| President George W. Bush with US military personnel at Camp As Sayliyah in Doha, Qatar, on Thursday. (Reuters)
As Sayliyah Camp (Qatar), June 5 (Reuters): President George W. Bush vowed today to uncover the truth about Iraqi weapons of mass destruction, whose failure to show up so far has embarrassed war ally British Prime Minister Tony Blair.
But Bush hinted it could be a long and difficult search as he wrapped up a week-long, six-nation journey with a flag-waving speech to US troops at the base in Qatar where the US military had its combat operations centre for the Iraq war.
Bush has largely escaped political trouble at home over the absence of conclusive evidence Saddam Hussein had chemical and biological weapons, which Washington and London cited as the main reason why Saddam had to be toppled.
Bush and his top aides point to the discovery of two mobile biological weapons laboratories as proof of Saddam’s guilt and say the weapons themselves were either concealed well, destroyed or moved before the war.
“This is a man who spent decades hiding tools of mass murder,” said Bush, who later left for home. “He knew the inspectors were looking for them. You know better than me he’s got a big country in which to hide them.” “We’re on the look. We’ll reveal the truth,” Bush said.
As he headed back to the US, Bush’s Air Force One flew for an hour over Iraq, escorted by four fighter jets. White House spokesman Ari Fleischer told reporters that as the jumbo jet flew over Baghdad, Bush pointed out landmarks, including the site of the first US attack on the capital on March 20, when American bombs hit a bunker where Saddam was believed to be meeting with top lieutenants.
Failure to find weapons of mass destruction in Iraq has put Bush’s closest war ally, Blair, in political hot water at home. Blair’s office has denied a BBC report it made an intelligence report “sexier” by playing up a line that Saddam could deploy such weapons at 45 minutes’ notice.
Both the US Congress and the British parliament are moving toward investigations into the validity of intelligence information about the Iraqi weapons threat.
Bush emphasised that the war liberated Iraq from a brutal dictator. “The world is now learning what many of you have seen,” he told the troops. “They’re learning about the mass graves, thousands of people just summarily executed.”
There are few US personnel at Qatar’s As Sayliyah Camp now, although US warplanes are based at the big Al Udeid Air Base nearby.
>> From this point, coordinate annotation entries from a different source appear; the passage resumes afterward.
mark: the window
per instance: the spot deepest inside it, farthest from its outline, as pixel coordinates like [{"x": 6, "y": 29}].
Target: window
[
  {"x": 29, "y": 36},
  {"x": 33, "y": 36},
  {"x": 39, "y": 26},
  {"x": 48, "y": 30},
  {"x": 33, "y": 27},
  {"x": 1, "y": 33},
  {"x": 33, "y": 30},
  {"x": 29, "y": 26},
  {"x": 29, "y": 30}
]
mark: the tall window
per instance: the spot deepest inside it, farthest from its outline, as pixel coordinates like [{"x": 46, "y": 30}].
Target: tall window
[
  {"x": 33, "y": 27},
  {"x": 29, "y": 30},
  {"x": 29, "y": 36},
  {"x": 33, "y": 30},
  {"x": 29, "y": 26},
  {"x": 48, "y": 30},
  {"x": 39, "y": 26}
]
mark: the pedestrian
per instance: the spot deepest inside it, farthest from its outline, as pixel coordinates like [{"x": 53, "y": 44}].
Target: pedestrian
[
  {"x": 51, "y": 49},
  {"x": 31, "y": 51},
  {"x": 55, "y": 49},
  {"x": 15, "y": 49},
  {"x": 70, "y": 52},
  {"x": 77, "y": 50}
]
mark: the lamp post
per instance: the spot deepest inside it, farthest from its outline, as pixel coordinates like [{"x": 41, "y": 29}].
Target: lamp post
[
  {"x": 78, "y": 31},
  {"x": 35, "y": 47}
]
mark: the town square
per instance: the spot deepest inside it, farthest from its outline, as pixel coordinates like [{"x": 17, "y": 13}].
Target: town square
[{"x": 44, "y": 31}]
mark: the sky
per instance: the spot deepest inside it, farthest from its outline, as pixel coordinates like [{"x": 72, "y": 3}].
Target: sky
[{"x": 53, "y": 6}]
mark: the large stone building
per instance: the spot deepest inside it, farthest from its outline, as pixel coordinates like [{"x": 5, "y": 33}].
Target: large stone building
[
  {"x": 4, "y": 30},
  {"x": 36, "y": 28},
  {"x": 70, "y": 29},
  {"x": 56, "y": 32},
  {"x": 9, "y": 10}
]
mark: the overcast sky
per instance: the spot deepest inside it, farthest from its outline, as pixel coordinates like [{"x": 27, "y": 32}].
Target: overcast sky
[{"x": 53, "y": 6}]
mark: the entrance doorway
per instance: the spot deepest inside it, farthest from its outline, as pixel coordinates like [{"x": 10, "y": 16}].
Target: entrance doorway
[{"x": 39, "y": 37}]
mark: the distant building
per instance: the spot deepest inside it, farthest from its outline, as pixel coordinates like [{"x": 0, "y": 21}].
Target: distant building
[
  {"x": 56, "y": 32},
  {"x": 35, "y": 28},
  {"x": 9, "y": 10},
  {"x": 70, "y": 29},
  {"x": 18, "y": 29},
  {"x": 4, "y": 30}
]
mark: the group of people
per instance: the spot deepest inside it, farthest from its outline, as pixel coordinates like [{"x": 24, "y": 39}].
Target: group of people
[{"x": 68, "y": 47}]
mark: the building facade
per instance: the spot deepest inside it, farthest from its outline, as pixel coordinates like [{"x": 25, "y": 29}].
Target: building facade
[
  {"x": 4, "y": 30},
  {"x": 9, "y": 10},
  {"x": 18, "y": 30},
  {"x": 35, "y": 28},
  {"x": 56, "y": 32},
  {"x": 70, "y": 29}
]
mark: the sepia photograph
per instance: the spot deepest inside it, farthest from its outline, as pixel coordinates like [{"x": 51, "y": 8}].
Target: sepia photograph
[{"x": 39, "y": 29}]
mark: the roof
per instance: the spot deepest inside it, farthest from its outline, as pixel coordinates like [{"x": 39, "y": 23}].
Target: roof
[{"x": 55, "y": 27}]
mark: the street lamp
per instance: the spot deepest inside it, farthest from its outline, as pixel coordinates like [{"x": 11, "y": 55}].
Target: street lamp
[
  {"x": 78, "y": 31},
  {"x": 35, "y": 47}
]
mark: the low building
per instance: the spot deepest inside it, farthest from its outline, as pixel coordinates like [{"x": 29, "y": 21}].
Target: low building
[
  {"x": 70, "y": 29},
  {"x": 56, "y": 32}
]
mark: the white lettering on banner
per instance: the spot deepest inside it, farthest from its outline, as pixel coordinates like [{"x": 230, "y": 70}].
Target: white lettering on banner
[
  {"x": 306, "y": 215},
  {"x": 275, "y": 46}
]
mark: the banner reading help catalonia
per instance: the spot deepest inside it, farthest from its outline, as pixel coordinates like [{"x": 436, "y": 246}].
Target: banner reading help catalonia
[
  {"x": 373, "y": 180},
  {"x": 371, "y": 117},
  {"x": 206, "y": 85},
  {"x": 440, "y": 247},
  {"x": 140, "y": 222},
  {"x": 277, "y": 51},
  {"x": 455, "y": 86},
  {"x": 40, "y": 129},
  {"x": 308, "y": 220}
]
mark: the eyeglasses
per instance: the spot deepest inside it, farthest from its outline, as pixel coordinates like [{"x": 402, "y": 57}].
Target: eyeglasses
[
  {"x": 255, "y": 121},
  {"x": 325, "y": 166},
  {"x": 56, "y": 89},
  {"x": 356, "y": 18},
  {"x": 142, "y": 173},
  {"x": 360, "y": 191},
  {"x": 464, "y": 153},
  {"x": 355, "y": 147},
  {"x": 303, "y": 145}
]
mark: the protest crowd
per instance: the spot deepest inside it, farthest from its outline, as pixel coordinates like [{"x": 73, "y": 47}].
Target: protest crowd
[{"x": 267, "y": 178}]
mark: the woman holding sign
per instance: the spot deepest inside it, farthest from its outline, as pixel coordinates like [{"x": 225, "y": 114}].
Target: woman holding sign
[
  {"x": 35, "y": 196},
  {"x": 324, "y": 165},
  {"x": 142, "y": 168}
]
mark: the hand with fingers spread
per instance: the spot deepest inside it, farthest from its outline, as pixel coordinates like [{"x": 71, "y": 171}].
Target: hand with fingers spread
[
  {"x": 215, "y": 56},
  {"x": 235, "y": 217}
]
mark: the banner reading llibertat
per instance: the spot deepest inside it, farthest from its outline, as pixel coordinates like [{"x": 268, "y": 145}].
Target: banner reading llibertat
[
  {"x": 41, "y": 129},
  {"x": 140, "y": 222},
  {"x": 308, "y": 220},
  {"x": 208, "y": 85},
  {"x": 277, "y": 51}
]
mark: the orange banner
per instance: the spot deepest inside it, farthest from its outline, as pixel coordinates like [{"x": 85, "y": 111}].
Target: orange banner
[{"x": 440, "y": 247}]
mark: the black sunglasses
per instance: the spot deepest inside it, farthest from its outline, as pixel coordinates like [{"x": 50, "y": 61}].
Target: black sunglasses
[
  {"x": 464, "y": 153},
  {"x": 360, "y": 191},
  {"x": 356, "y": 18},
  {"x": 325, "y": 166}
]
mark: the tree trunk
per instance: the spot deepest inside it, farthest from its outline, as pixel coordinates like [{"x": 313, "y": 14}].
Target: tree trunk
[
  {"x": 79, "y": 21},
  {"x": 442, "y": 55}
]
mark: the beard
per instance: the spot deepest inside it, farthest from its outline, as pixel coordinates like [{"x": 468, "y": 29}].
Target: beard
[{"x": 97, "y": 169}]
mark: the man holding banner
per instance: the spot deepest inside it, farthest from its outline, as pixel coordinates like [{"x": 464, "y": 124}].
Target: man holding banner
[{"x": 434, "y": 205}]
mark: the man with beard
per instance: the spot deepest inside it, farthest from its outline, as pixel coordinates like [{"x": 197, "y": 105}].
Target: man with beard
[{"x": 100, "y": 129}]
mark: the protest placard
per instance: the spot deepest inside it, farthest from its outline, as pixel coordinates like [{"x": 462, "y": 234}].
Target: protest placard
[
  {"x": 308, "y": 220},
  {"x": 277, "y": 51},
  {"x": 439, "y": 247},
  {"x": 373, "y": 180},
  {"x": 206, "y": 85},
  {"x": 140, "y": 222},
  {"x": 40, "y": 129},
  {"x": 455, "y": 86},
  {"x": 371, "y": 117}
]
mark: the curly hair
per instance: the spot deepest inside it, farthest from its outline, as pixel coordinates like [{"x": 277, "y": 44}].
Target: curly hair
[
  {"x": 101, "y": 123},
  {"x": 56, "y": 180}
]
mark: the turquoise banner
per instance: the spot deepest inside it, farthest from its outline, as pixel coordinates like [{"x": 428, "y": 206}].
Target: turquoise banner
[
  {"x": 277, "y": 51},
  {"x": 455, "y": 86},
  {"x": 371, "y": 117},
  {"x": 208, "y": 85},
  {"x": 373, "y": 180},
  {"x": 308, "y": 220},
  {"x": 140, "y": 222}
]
Bush was briefed on the turbulent situation in post-war Iraq in morning talks with Gen. Tommy Franks, commander of the US Central Command that waged war on Iraq, and Paul Bremer, the US administrator of Iraq.
A US official, briefing reporters on board Air Force One, said the leaders gave “an upbeat assessment of the situation.”
“Tommy Franks talked quite a lot about what he sees as an increasingly stabilising situation in most of the country,” said the official.”